The former Missouri City public safety officer was convicted May 15 for
the 2nd time of hiring 2 men to shoot his wife, Farah, in 1994. His
original conviction had been overturned.
Farahs father, Lex Baquer, thanked God and told an advocate that the
decision was just.
Randy McDonald, one of Frattas lawyer, pleaded with jurors Friday to
reserve the death penalty for the worst killers cop killers, serial
killers and those who torture and murder children.
"We're not going to kill all capital murderers, just those who can't
conform to the rules of society and prison is society," McDonald said. He
said no parole board would let him out of jail.
"This is Texas. Mr. Fratta will die in prison."
Family members, defense lawyers and the convicted killer cried Friday
during overwrought arguments, as prosecutors asked jurors to send Robert
Fratta back to death row and defense lawyers asked for forgiveness.
"Hate and rage dont work," said Vivian King, Fratta's lawyer, who cried
and held hands with Fratta after asking jurors to find forgiveness. "You
can't have any kind of quality of life unless you forgive."
King had argued that Fratta has been a model prisoner for the past 15
years and deserved a life sentence instead.
Under 1994 law, Fratta would have been eligible for parole in 25 years,
after 40 years in prison.
Prosecutors Denise Bradley and Mia Magness alternated between berating
Fratta and invoking images of a broken family.

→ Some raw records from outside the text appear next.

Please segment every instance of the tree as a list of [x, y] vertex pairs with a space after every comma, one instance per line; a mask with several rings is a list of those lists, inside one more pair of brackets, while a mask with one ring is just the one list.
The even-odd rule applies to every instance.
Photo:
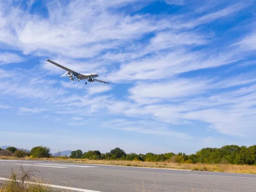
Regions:
[[126, 156], [126, 153], [125, 153], [124, 151], [119, 148], [116, 148], [112, 149], [110, 151], [109, 153], [112, 159], [119, 159], [121, 158], [123, 156], [124, 157]]
[[13, 153], [15, 152], [16, 150], [17, 150], [17, 148], [15, 148], [14, 147], [9, 147], [8, 148], [7, 148], [6, 149], [6, 150], [8, 150], [8, 151], [9, 151], [12, 153]]
[[11, 156], [13, 153], [10, 151], [9, 150], [5, 150], [2, 149], [0, 151], [0, 155], [3, 155], [4, 156]]
[[52, 155], [50, 151], [50, 148], [47, 147], [38, 146], [31, 149], [30, 154], [34, 158], [49, 157]]
[[99, 151], [89, 151], [83, 154], [82, 158], [89, 159], [100, 159], [101, 158], [101, 153]]
[[19, 158], [24, 157], [26, 155], [26, 152], [22, 150], [16, 150], [14, 152], [14, 156]]
[[82, 155], [83, 152], [80, 149], [78, 149], [76, 151], [71, 151], [71, 155], [69, 157], [74, 159], [80, 159], [82, 157]]
[[55, 153], [55, 157], [60, 157], [60, 155], [61, 154], [61, 151], [58, 151], [57, 153]]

"This domineering, controlling narcissist is the reason we're all here,"
Bradley said pointing at Fratta.
During the trial, jurors strained to hear sexually-explicit recorded
telephone conversations between Fratta and his girlfriend.
Jurors, selected in March, were sequestered Friday night and ordered by
state District Judge Belinda Hill to continue deliberating on Saturday.
They spent a total of 8 hours behind closed doors.
Hill is expected to officially sentence Fratta Monday, when Farah Fratta's
friends and family can attend.
Baquer and his wife, Betty, raised Robert and Farah's 3 children, who were
in elementary school when the slaying occurred. They were attending the
high school graduation Saturday of Amber Baquer, the youngest of those
children, when they received the news of the sentencing decision.
Fratta's original 1996 conviction was overturned when an appeals court
ruled that the confessions of his co-conspirators, Howard Guidry and
Joseph Prystash, should not have been admitted into evidence because
Fratta's lawyers could not cross-examine them. The 2 remain on death row.